Wasserman Schultz has 'concerns' with Florida medical marijuana move
UPDATE 2 p.m.: Democratic donor John Morgan rips into Wasserman Schultz in an interview with the Miami Herald. “I know personally the most-powerful players in Washington DC. And I can tell you that Debbie Wasserman Schultz isn’t just disliked. She’s despised. She’s an irritant."
UPDATE 12:15 p.m.: The DNC issues statement: “She was speaking as a mom and a member of congress on her personal concerns on a local issue. The DNC has not taken an official position on this ballot initiative. We leave it to the good people of Florida to make that decision.”
UPDATE 10:30 a.m. Friday: United for Care responds (see below)
ORIGINAL: With a pro-medical marijuana group going after her for a vote against a measure limiting federal involvement in the issue, Rep. Debbie Wasserman Schultz issued this statement to the Tampa Bay Times:
“I voted against the Farr-Rohrabacher amendment because I do not believe, regardless of the issue, that it is appropriate to limit the Executive Branch’s ability to enforce current federal law at their discretion.
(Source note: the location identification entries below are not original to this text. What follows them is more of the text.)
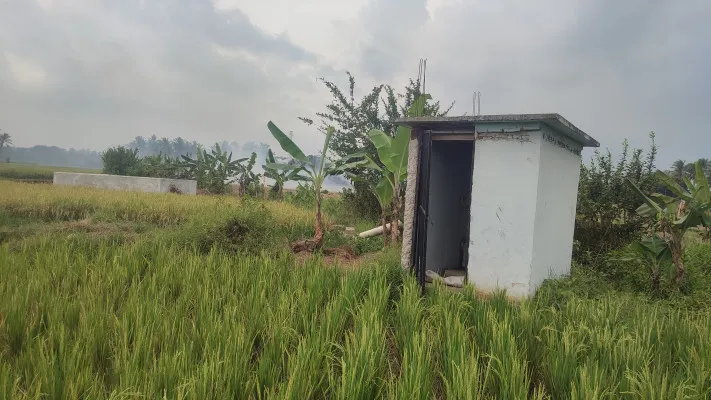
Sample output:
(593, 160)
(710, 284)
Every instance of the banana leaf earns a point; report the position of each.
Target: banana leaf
(287, 144)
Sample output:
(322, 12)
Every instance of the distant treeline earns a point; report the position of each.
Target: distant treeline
(146, 146)
(60, 157)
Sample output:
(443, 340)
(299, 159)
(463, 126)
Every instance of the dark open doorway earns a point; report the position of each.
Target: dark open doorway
(449, 201)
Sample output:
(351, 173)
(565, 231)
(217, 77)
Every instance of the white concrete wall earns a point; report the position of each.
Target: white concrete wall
(128, 183)
(410, 200)
(555, 208)
(503, 211)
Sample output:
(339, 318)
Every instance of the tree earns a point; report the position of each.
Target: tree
(315, 175)
(248, 180)
(606, 217)
(214, 170)
(5, 140)
(353, 119)
(120, 160)
(383, 192)
(392, 165)
(678, 171)
(280, 177)
(672, 216)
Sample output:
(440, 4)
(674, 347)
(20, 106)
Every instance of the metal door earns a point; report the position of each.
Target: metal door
(424, 141)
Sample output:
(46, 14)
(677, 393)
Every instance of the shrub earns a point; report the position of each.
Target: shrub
(121, 161)
(606, 217)
(361, 201)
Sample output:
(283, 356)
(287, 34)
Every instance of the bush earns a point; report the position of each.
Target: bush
(594, 239)
(121, 161)
(361, 201)
(606, 217)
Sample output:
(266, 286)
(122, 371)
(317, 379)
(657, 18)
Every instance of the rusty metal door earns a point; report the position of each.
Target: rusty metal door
(424, 141)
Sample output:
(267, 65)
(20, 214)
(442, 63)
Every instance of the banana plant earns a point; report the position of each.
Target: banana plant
(248, 180)
(393, 154)
(315, 174)
(214, 170)
(673, 216)
(280, 177)
(383, 191)
(654, 253)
“More broadly, I am supportive of evidence-based medical marijuana treatment, such as in the case of controlling epileptic seizures in children and easing cancer pain with a low-THC, tablet form of the drug. I therefore look forward to Governor Scott signing the so-called ‘Charlotte’s Web’ bill that he was presented with today. I am supportive of the expansion of its use as a medical treatment if evidence proves its effectiveness.
“Pertaining to the ballot initiative in Florida, I have concerns that it is written too broadly and stops short of ensuring strong regulatory oversight from state officials. Other states have shown that lax oversight and ease of access to prescriptions can lead to abuse, fraud, and accidents. Also, given Florida’s recent history in combating the epidemic of ‘pill mills’ and dubious distinction as having among the highest incidents of fraud, I do not believe we should make it easier for those seeking to abuse the drug to have easy access to it.
“As a cancer survivor, mother and lawmaker, I am acutely empathetic to the suffering of people with terminal illnesses and chronic pain. My view is that approval of the use of marijuana as a medical treatment should be handled responsibly and in a regulated manner that ensures its approval does not do more harm than good.”
UPDATE: United for Care, a group supporting the medical marijuana ballot measure, responds:
“Ms. Wasserman Schultz says she feels Amendment 2 is too broad, but in fact it’s quite specific. It establishes the right of a physician to recommend medical marijuana to a patient with a debilitating condition if its use would offer that patient relief. It then asks the Florida Department of Health to build a regulatory framework that makes it possible for that person to have access to the medicine he or she needs. It’s difficult to say whether Ms. Wasserman Schultz believes sick people should be kept from their medicine, or whether she thinks the public servants at the Department of Health are incompetent and would implement the amendment irresponsibly, but both positions are puzzling, unfortunate and wrong.”